The risk of bias in randomized controlled trials in otorhinolaryngology: hardly any improvement since 1950
BMC Ear, Nose and Throat Disorders volume 17, Article number: 3 (2017)
Randomized Controlled Trials (RCTs) represent the most valuable study design to evaluate the effectiveness of therapeutic interventions. However, flaws in design, conduct, analysis, and reporting of RCTs can cause the effect of an intervention to be under- or overestimated. These biased RCTs may be included in literature reviews. To make the assessment of Risk of Bias (RoB) consistent and transparent, Cochrane published a RoB tool, with which RoB is assessed per item as “low”, “unclear” or “high”. Our objective was to provide an overview of RoB assessments of RCTs in otorhinolaryngology over time, and to identify items where improvement is still warranted.
We retrieved Cochrane reviews in the otorhinolaryngologic research field published in 2012 and 2013. We used all judgments per item as assessed by the review authors of the included RCTs. We evaluated the association between “low RoB” vs. “unclear and high RoB” and the year of publication (time strata: ‘<1990’, ‘1990–1995’, ‘1996–2000’, ‘2001–2005’, ‘2006–2012’) per item using binary logistic regression.
We extracted the RoB assessments from 42 Cochrane reviews that had included 402 RCTs (median number of RCTs per review: 7, range 1–40). In total 2,356 items were assessed (mean number of assessed items per RCT: 5.9, standard deviation 1.8). On binary logistic regression, RCTs published in 2006–2012, compared with those published before 1990, were more likely to have a low RoB for two items: random sequence generation (odds ratio 6.09 [95% confidence interval: 3.11–11.95]) and allocation concealment (3.59 [1.87–6.90]). On all other items, there was no significant increase in the proportion of low RoB when comparing RCTs published in 2006–2012 with RCTs published before 1990.
Although there were some positive developments in the RoB assessments in otorhinolaryngology, a further decrease in RoB is still warranted on several items. Currently, biased RCTs are included in Cochrane reviews and effects of therapeutic interventions can be under- or overestimated, with implications for clinical patient care.

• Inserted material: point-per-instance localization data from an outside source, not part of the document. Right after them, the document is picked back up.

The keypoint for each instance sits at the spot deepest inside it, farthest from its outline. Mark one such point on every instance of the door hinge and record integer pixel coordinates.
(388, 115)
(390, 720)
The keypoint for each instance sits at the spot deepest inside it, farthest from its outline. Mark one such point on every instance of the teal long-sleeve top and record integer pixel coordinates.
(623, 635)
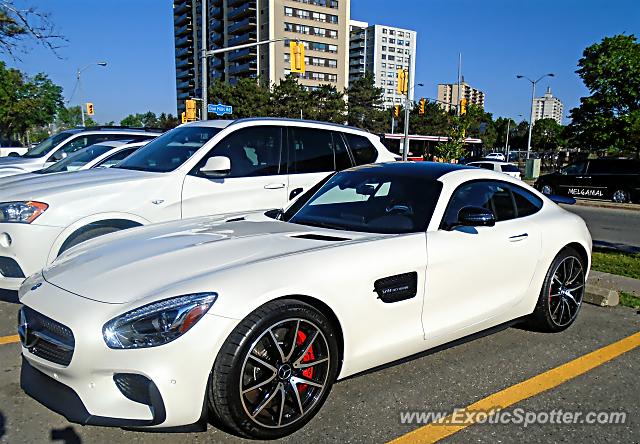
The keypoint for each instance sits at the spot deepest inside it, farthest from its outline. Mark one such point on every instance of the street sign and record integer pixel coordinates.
(220, 109)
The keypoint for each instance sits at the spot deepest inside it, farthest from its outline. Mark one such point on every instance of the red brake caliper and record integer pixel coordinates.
(307, 373)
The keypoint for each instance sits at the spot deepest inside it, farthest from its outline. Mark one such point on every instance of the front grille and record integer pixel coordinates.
(10, 268)
(45, 337)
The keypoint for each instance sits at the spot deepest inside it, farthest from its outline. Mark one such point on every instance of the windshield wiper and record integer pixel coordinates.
(315, 223)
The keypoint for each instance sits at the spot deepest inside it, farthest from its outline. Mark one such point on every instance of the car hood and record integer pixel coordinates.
(144, 262)
(40, 186)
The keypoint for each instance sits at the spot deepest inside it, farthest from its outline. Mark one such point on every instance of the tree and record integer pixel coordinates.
(290, 99)
(328, 104)
(249, 98)
(19, 24)
(547, 135)
(364, 106)
(609, 118)
(26, 102)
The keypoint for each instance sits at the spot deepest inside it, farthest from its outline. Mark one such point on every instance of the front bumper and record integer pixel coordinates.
(86, 392)
(29, 249)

Randomized Controlled Trials (RCTs) represent the most valuable study design for individual studies to evaluate the effectiveness of therapeutic interventions. Adequate randomization ensures that known and unknown confounding factors are distributed evenly across groups. However, flaws in the design, conduct, analysis, and reporting of RCTs can cause the effect of an intervention to be under- or overestimated [1, 2]; this is referred to as “bias”. When biased RCTs are included in literature reviews, the findings of these reviews may also be biased [3, 4]. Since the conclusions of reviews are used directly in clinical practice, patients may be at risk because of poorly conducted RCTs.

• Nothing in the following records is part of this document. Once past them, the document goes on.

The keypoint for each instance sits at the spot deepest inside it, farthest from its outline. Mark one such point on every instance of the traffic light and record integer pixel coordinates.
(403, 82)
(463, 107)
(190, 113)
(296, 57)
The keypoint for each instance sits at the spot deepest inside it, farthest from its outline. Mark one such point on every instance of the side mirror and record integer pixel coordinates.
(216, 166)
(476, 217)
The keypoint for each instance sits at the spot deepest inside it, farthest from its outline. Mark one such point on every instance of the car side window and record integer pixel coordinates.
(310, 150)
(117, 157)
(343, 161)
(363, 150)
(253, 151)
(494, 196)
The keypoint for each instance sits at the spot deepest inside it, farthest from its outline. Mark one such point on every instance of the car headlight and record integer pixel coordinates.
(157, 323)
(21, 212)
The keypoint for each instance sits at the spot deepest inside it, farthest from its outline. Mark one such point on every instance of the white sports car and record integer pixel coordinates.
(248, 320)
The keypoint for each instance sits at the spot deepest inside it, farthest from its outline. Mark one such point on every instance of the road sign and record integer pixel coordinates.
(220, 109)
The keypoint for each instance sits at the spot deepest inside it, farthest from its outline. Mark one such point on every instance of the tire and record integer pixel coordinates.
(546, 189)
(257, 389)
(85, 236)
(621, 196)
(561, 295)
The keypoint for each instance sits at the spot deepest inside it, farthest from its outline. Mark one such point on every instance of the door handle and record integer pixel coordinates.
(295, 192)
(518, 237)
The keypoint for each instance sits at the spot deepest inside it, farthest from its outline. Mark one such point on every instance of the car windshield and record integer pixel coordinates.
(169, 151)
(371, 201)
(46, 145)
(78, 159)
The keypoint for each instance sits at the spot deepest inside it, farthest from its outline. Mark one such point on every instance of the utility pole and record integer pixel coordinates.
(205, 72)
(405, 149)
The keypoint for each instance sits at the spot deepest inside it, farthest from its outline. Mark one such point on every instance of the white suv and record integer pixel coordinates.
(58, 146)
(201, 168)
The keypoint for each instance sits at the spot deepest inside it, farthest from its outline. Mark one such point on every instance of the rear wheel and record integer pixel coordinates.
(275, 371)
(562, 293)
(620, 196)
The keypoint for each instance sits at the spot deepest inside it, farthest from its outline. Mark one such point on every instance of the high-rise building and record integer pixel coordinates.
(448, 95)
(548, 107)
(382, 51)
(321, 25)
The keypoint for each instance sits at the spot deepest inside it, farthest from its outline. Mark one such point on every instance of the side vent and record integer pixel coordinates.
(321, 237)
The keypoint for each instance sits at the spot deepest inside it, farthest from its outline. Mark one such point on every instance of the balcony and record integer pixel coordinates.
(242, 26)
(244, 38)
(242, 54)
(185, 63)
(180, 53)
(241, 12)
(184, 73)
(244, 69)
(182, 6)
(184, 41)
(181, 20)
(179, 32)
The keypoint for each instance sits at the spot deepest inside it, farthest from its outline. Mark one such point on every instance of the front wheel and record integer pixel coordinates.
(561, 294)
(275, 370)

To make the process of assessing Risk of Bias (RoB) more consistent and transparent, Cochrane developed and validated the Cochrane RoB tool. The first version of the Cochrane RoB tool was presented in 2008 , and in 2011 a revision was published  (the most recent version can be accessed online ). In the revised version, separate assessments were recommended for some items (e.g. not only assess blinding, but assess blinding of participants and personnel and blinding of outcome assessment separately). Cochrane recommends authors of Cochrane reviews to carefully consider the potential limitations of the included studies to obtain reliable conclusions  and to discuss the impact of including trials with a high RoB on the results of the Cochrane review. Using the Cochrane RoB tool, authors of Cochrane reviews classify the RoB in the included RCT on specific items in three categories (“low”, “unclear” or “high” RoB). In the Cochrane RoB tool, the following items are included: 1) selection bias (items: random sequence generation, allocation concealment), 2) performance bias (blinding of participants and personnel), 3) detection bias (blinding of outcome assessment), 4) attrition bias (incomplete outcome data), 5) reporting bias (selective reporting), and 6) other bias (other sources of bias).
In this paper, we provide an overview of the RoB assessments in the literature of the otorhinolaryngologic research field. We aimed to assess how the RoB has developed over time per item. We hypothesize that the RoB has decreased over time for all items. Subsequently, we identified items where improvement is still warranted.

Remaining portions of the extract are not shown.